Doğu Anadolu’daki sancakları, idare tarzı açısından, her iki eyâlette de, üç ana gruba ayırmak mümkündü. Bunları kısaca özetlemekte yarar görüyoruz.

Birinci grup, klasik Osmanlı Sancakları şeklindeydi. Yani Osmanlı devletinin diğer bölgelerinde tatbik edilen idare usulu burada da cari idi.

Sancakbeyleri doğrudan merkezden tayin olunurlardı ve herhangi bir imtiyaza sahip değillerdi. Bu sancaklar tımar sistemine dahildi. Diyarbekir ve Van eyaletlerindeki bu tür sancaklar, umumiyetle aşiret yapısı kuvvetli olmayan yerlerde teşkil edilmiştir. Diyarbekir eyâletinde merkez Amid, Harput, Hasankeyf, Akçakale, Sincar, Zaho, Ergani ve Çemişkezek sancakları ile Van eyaletindeki Erciş ve Adilcevaz sancakları, bu tür sancakların başlıca örneklerini teşkil ederler.

İkinci grup, Yurtluk ve Ocaklık tarzındaki sancaklardır. Fetih esnasında bazı beylere hizmet ve itaatleri karşılığında, devamlı olarak sancak ve has şeklinde tevcih edilmiştir. Bunlara Ekrâd Sancakları da denir. Bunlar klasik Osmanlı sancaklarında farklıdırlar. Zira sancakların idaresi genellikle bölgeye eskiden beri hâkim olagelen nüfuzlu, eski mahallî beyler ve hânedanlara terkedilmiştir. Hayat boyu sancakbeyi olan bu idareciler vefat ettiğinde, yerlerine oğulları veya diğer yakınlardan biri geçmektedir. Devlete ihânet ettikleri takdirde değiştirilebilmektedirler. Seferde beylerbeyinin hizmetine girmekle mükelleftirler ve bu memleketlere merkezden kadı tayin edilir. Arazileri tımar nizamına tabidir. İmtiyazlı sancaklar da diyebileceğimiz bu sancaklardan Diyarbekir Eyaletine bağlı 13 ve Van Eyaletine bağlı olarak da 9 adet mevcut idi. çermik, Pertek, Kulp, Mihrani, Sürt ve Atak Diyarbekir’e bağlı bu tür sancaklardandırlar.Müküs ve Bargiri de Van’a bağlı bu tür sancaklardandırlar.

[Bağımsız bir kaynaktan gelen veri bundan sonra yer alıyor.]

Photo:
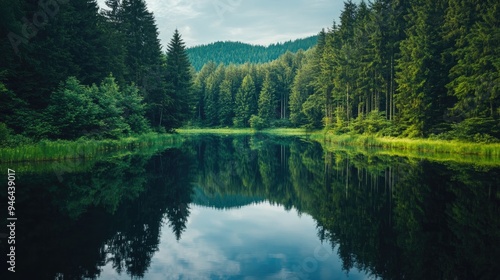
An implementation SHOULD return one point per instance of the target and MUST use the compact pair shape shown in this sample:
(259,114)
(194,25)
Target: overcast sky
(250,21)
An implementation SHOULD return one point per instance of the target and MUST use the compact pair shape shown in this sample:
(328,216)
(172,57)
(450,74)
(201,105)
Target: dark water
(255,208)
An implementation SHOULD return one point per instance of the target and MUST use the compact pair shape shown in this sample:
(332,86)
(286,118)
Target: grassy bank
(83,148)
(422,146)
(243,131)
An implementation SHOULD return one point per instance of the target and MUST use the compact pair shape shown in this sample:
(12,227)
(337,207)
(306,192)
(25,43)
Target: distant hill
(240,53)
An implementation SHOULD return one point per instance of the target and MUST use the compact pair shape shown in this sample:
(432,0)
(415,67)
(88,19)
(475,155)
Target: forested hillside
(412,68)
(68,69)
(240,53)
(415,68)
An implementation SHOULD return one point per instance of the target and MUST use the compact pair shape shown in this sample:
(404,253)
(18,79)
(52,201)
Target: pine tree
(226,103)
(422,76)
(142,44)
(476,77)
(212,102)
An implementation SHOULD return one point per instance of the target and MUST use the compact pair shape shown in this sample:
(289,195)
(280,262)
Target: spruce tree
(179,85)
(267,101)
(243,101)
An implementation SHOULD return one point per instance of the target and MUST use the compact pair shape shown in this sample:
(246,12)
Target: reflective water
(256,207)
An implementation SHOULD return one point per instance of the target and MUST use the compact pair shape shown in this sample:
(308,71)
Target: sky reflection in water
(258,241)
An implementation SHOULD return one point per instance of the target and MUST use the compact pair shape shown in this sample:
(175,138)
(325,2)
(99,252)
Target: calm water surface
(256,207)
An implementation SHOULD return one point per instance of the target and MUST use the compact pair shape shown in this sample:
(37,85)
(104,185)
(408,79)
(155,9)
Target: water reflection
(262,207)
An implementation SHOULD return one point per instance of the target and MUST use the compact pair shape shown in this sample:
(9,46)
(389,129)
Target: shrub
(257,122)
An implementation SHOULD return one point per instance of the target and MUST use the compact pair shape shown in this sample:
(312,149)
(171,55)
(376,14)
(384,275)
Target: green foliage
(267,101)
(76,110)
(479,130)
(240,53)
(244,100)
(257,122)
(179,86)
(374,123)
(313,110)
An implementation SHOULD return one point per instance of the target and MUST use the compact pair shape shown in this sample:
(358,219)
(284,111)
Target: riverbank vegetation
(411,69)
(83,148)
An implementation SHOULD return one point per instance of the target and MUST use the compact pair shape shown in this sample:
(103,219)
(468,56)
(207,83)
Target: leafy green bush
(257,122)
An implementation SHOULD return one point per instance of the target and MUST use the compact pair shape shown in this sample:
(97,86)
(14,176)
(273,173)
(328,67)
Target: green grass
(437,150)
(244,131)
(83,148)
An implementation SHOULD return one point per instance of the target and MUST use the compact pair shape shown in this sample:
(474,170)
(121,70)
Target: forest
(390,68)
(241,53)
(409,68)
(69,70)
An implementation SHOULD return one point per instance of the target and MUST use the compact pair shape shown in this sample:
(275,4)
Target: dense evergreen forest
(398,68)
(241,53)
(412,68)
(69,69)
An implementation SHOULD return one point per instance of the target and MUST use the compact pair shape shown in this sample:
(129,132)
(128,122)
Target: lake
(256,207)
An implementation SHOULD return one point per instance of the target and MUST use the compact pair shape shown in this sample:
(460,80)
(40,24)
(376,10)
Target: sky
(258,22)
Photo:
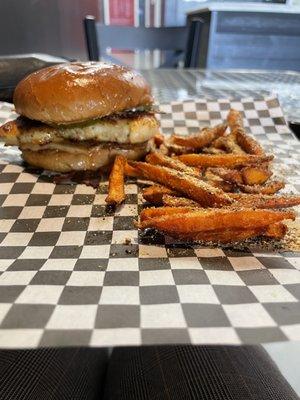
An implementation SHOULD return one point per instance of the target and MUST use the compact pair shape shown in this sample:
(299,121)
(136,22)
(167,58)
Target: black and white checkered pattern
(67,278)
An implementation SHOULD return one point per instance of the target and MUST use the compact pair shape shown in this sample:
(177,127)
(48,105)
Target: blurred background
(235,34)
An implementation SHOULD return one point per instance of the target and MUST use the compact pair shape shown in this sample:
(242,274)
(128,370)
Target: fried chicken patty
(31,134)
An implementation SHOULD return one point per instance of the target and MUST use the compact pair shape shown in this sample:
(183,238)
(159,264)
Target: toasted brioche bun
(95,158)
(76,92)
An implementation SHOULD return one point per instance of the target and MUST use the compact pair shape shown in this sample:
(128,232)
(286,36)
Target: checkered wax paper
(68,278)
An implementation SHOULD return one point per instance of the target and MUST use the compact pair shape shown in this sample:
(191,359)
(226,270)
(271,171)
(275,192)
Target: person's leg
(52,374)
(195,372)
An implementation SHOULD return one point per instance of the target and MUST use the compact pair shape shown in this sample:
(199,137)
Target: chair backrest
(91,37)
(141,38)
(192,54)
(177,39)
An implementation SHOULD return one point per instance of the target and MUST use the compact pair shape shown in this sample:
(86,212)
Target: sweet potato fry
(116,190)
(202,139)
(248,143)
(245,141)
(242,201)
(165,161)
(213,150)
(216,181)
(216,219)
(264,201)
(255,175)
(277,231)
(173,201)
(154,194)
(149,213)
(192,187)
(229,175)
(129,170)
(228,143)
(175,149)
(223,160)
(158,140)
(268,188)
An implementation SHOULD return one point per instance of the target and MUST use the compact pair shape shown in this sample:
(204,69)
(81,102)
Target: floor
(287,356)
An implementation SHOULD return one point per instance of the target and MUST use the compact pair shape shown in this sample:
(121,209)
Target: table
(67,276)
(180,84)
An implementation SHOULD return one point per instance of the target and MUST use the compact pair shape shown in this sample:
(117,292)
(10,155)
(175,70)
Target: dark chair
(192,54)
(175,40)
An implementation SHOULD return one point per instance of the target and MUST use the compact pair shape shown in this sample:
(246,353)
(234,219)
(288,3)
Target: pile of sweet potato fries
(213,186)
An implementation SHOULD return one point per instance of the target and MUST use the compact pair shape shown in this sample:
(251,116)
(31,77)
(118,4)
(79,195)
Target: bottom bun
(95,158)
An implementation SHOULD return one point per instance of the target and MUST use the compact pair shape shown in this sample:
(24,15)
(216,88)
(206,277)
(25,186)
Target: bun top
(77,92)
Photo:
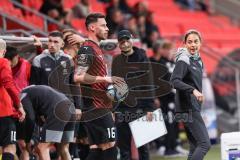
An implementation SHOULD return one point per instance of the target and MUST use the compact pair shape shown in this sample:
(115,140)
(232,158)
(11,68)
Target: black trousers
(197,135)
(124,137)
(170,139)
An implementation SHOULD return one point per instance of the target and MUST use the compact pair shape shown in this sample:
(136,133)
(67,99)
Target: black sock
(94,154)
(83,151)
(7,156)
(73,150)
(110,154)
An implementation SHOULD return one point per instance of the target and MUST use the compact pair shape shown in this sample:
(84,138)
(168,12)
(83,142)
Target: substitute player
(58,112)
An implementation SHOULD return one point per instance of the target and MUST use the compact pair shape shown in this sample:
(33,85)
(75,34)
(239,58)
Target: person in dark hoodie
(126,112)
(187,80)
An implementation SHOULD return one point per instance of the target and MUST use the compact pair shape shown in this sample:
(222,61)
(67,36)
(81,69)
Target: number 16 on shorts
(111,132)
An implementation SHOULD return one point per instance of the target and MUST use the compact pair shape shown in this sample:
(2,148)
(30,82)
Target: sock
(73,150)
(94,154)
(7,156)
(83,151)
(110,154)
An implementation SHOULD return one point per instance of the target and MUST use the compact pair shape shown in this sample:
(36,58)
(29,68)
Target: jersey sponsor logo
(13,136)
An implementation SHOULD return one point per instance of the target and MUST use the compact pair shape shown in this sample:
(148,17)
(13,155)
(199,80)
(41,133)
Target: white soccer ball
(117,93)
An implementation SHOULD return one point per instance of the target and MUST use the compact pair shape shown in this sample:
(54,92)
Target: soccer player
(55,68)
(8,100)
(58,112)
(92,71)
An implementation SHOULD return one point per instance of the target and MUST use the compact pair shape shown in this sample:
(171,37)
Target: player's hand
(75,39)
(157,103)
(115,80)
(149,116)
(78,114)
(198,95)
(37,42)
(22,113)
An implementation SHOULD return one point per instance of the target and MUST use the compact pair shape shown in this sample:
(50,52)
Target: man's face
(193,43)
(55,44)
(101,29)
(125,45)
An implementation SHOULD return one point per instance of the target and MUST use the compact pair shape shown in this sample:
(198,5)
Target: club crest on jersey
(82,59)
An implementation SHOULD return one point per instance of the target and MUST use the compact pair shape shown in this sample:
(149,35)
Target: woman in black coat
(187,80)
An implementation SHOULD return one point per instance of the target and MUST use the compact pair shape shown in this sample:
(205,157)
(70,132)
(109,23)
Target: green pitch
(213,154)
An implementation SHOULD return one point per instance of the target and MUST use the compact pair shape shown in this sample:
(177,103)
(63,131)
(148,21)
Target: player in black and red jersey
(92,71)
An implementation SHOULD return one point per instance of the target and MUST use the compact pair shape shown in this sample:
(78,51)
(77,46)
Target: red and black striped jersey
(94,95)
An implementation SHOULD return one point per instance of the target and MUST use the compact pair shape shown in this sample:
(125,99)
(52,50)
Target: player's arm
(8,83)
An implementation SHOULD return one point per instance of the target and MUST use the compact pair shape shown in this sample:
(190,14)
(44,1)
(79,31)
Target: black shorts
(7,131)
(21,130)
(101,130)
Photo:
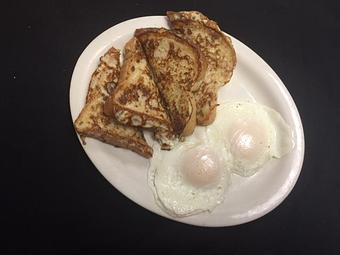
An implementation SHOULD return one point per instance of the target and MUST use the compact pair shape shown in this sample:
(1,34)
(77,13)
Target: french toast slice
(92,122)
(218,51)
(177,67)
(136,100)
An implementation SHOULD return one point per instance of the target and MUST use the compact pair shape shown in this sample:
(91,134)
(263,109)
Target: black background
(53,200)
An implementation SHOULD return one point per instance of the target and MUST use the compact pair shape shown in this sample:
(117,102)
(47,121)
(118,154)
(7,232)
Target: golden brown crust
(192,76)
(218,51)
(176,65)
(136,100)
(92,122)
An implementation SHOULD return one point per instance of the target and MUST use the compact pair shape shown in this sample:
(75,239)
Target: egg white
(261,134)
(172,192)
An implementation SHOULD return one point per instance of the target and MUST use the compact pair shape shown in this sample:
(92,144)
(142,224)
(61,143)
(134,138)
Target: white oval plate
(253,80)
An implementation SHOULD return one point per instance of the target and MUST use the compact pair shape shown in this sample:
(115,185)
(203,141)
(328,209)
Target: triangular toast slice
(136,100)
(92,122)
(177,67)
(218,51)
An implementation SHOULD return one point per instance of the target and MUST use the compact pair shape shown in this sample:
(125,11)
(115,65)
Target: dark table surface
(53,200)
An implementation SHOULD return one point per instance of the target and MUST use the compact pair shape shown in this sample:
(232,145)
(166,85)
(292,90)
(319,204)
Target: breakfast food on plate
(136,99)
(194,175)
(92,122)
(178,67)
(168,83)
(191,178)
(252,134)
(218,51)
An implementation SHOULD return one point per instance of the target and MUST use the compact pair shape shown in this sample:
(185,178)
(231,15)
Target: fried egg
(193,177)
(252,135)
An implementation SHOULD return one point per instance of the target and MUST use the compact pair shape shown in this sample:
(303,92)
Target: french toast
(178,69)
(218,51)
(136,100)
(92,122)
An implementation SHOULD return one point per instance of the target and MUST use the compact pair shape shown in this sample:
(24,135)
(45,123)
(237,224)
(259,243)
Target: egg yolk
(200,167)
(248,141)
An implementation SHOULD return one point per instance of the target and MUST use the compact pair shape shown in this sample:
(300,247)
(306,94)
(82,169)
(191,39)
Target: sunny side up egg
(194,176)
(252,135)
(191,178)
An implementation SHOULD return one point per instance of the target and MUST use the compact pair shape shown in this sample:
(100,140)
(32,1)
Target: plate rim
(300,140)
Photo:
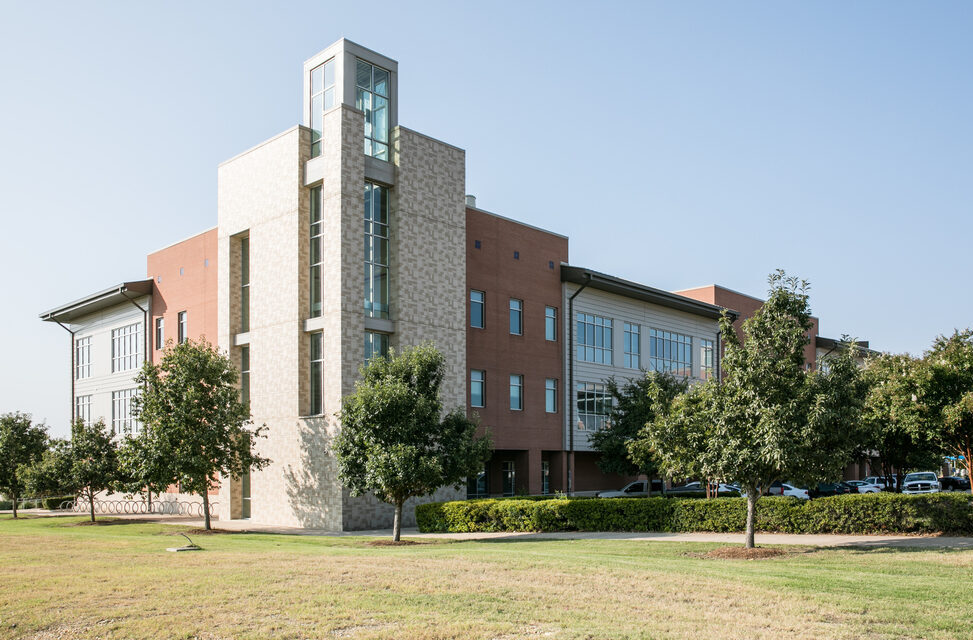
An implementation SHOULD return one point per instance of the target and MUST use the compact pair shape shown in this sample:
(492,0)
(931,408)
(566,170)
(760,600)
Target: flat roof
(97,301)
(629,289)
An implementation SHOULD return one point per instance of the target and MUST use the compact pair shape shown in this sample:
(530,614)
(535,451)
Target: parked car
(954,483)
(921,482)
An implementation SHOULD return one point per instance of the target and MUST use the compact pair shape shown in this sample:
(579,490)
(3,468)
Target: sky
(677,144)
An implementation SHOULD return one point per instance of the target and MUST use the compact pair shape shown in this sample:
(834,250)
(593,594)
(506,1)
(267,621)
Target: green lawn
(62,580)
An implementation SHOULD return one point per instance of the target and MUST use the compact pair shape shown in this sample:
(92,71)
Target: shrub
(848,514)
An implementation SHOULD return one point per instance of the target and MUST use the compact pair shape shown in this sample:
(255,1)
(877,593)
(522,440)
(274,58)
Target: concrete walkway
(813,540)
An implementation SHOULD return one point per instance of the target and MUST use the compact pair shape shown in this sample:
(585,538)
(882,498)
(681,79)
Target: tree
(395,441)
(949,393)
(21,445)
(895,415)
(195,428)
(633,405)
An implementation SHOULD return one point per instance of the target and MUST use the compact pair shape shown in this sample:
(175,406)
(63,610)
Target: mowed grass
(62,580)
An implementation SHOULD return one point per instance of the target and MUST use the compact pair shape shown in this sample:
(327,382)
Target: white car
(921,482)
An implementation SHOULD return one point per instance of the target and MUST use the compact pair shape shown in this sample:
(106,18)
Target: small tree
(21,445)
(195,428)
(394,440)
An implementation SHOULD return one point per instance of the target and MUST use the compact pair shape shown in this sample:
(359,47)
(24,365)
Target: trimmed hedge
(848,514)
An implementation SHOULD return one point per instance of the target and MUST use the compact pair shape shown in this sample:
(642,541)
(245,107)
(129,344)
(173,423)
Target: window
(82,409)
(550,323)
(477,388)
(122,421)
(315,253)
(376,345)
(322,99)
(707,368)
(126,347)
(373,99)
(594,338)
(82,358)
(245,375)
(516,393)
(516,317)
(244,285)
(633,346)
(670,352)
(477,309)
(594,405)
(550,395)
(376,251)
(316,404)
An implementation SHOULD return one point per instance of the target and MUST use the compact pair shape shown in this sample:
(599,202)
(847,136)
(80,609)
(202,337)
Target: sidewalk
(812,540)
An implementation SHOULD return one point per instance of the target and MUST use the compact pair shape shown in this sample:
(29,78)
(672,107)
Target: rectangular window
(82,409)
(376,251)
(550,395)
(670,352)
(244,285)
(82,358)
(477,304)
(316,259)
(477,388)
(126,347)
(516,317)
(550,323)
(322,99)
(245,375)
(316,404)
(594,338)
(373,99)
(376,345)
(516,393)
(707,359)
(594,405)
(121,412)
(633,345)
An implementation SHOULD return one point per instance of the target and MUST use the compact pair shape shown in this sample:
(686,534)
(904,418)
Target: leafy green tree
(194,426)
(395,441)
(21,445)
(634,404)
(949,393)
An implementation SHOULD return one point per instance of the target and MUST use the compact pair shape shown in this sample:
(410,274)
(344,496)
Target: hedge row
(848,514)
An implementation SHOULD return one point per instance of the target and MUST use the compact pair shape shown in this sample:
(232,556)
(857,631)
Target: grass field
(60,579)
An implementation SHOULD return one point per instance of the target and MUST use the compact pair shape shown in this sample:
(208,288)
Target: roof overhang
(618,286)
(126,291)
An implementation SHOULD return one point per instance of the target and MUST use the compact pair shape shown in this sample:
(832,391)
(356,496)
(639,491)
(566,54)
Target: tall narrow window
(82,358)
(516,393)
(550,395)
(244,285)
(315,253)
(477,303)
(477,388)
(550,323)
(516,317)
(322,99)
(633,346)
(316,404)
(376,251)
(373,99)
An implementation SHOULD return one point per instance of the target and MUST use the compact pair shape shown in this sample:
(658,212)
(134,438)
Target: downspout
(571,389)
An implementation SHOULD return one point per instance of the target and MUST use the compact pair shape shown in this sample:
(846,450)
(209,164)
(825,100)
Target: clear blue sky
(677,144)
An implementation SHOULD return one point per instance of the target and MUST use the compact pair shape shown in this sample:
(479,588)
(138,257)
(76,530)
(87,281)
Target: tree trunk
(397,523)
(206,508)
(751,515)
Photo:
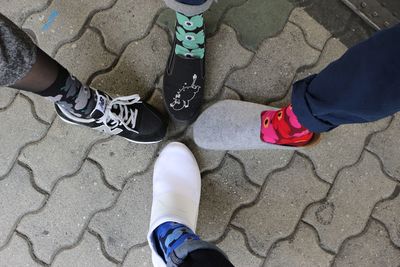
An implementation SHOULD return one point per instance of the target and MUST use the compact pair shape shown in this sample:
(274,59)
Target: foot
(176,197)
(281,127)
(184,75)
(126,116)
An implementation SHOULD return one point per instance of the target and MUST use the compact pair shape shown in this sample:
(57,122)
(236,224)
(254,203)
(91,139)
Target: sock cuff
(54,89)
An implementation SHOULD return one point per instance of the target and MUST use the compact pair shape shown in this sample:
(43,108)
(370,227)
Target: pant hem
(188,10)
(302,109)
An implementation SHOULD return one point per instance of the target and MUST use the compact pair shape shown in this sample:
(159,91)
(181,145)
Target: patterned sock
(190,36)
(71,94)
(171,235)
(281,127)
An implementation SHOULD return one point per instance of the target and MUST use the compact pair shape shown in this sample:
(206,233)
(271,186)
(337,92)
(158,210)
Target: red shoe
(281,127)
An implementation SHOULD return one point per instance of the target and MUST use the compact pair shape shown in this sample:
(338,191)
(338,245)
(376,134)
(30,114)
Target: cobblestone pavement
(72,197)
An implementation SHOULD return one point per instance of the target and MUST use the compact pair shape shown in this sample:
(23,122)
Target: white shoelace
(125,117)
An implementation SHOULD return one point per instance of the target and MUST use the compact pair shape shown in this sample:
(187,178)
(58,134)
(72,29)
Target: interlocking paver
(138,257)
(67,212)
(212,17)
(63,149)
(315,34)
(277,212)
(139,66)
(62,21)
(388,212)
(7,95)
(234,247)
(257,20)
(85,56)
(347,141)
(126,223)
(274,67)
(301,250)
(223,191)
(126,21)
(346,210)
(372,249)
(17,254)
(385,144)
(121,159)
(43,108)
(333,50)
(87,253)
(17,197)
(259,163)
(220,60)
(18,128)
(17,10)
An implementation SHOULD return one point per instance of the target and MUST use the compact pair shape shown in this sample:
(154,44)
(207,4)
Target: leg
(176,198)
(184,75)
(362,86)
(24,66)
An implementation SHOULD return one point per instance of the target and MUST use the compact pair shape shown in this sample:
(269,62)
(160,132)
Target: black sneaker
(184,81)
(126,116)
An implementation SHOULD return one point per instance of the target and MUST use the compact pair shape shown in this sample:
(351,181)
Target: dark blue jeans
(362,86)
(192,2)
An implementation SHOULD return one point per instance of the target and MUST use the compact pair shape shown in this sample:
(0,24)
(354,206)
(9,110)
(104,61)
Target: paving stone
(388,212)
(301,250)
(16,186)
(371,249)
(16,254)
(332,51)
(234,247)
(67,146)
(7,95)
(347,141)
(130,75)
(277,212)
(345,211)
(57,24)
(385,144)
(257,20)
(223,191)
(18,10)
(62,221)
(259,163)
(228,93)
(221,61)
(44,108)
(121,159)
(87,253)
(85,56)
(138,257)
(206,159)
(126,223)
(18,128)
(212,17)
(315,34)
(126,21)
(274,66)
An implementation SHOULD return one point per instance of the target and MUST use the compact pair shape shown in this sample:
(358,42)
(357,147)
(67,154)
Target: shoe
(126,116)
(176,193)
(184,78)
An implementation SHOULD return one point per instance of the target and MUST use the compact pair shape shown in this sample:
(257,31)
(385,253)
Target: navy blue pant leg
(192,2)
(362,86)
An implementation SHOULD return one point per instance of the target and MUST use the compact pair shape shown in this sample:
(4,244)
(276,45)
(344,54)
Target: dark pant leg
(362,86)
(206,258)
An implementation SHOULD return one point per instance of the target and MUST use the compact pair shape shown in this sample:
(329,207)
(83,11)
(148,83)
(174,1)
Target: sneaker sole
(135,142)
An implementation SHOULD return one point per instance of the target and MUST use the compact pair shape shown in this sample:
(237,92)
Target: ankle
(190,36)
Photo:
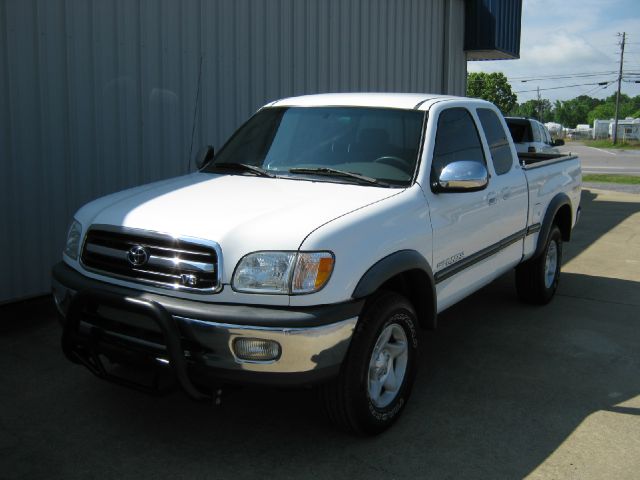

Üçüncü grup ise, Hükümet adı verilen sancaklardır. Bunların idâresi, fetih esnâsında gösterdikleri hizmetlerden dolayı tamamen yerli beylere terkedilmiştir. Sancakbeylerinin tayinine merkezî idare asla karışmaz ve ellerine verilen ahidnâmeler gereğince, bunlar azl ve nasb edilemezler. Arazisinde tımar nizamı cari değildir. Dahilde tamamen müstakil olan bu bölgeler, hariçte yani askerî ve siyasî alanda bölgedeki Osmanlı beylerbeyine tabidirler. Diyarbekir eyaletinde Hazzo, Cizre, Eğil, Tercil, Palu ve Genç sancakları; Van Eyaletinde ise, Bitlis, Hizan, Hakkari ve Mahmudi sancakları bu mahiyette Osmanlı Sancaklarıdırlar.17

Kısaca özetlediğimiz bu sistem, daha ziyade Doğu Anadolu’da uygulana gelmiştir. Sebebi bu bölgede daha önce müstakil veya İran a bağlı beylerin fetih esnasında Osmanlı devletine sadakat göstermeleri ve en önemlisi de, hem itikadî açıdan ve hem de amelî açıdan, Osmanlı devleti ile aralarında herhangi bir farkın bulunmamı sıdır. Başlangıçta hizmet ve sadakat karşılığı verilen bu sancakların durumu, daha sonra ailelerin tasarrufuna bırakılmış ve Tanzimat dönemine yani 1840′-lara kadar bu hal aynen devam etmiştir.

5. Doğu Anadolu’nun teslimiyet ve itâati ne kadar devam etmiştir?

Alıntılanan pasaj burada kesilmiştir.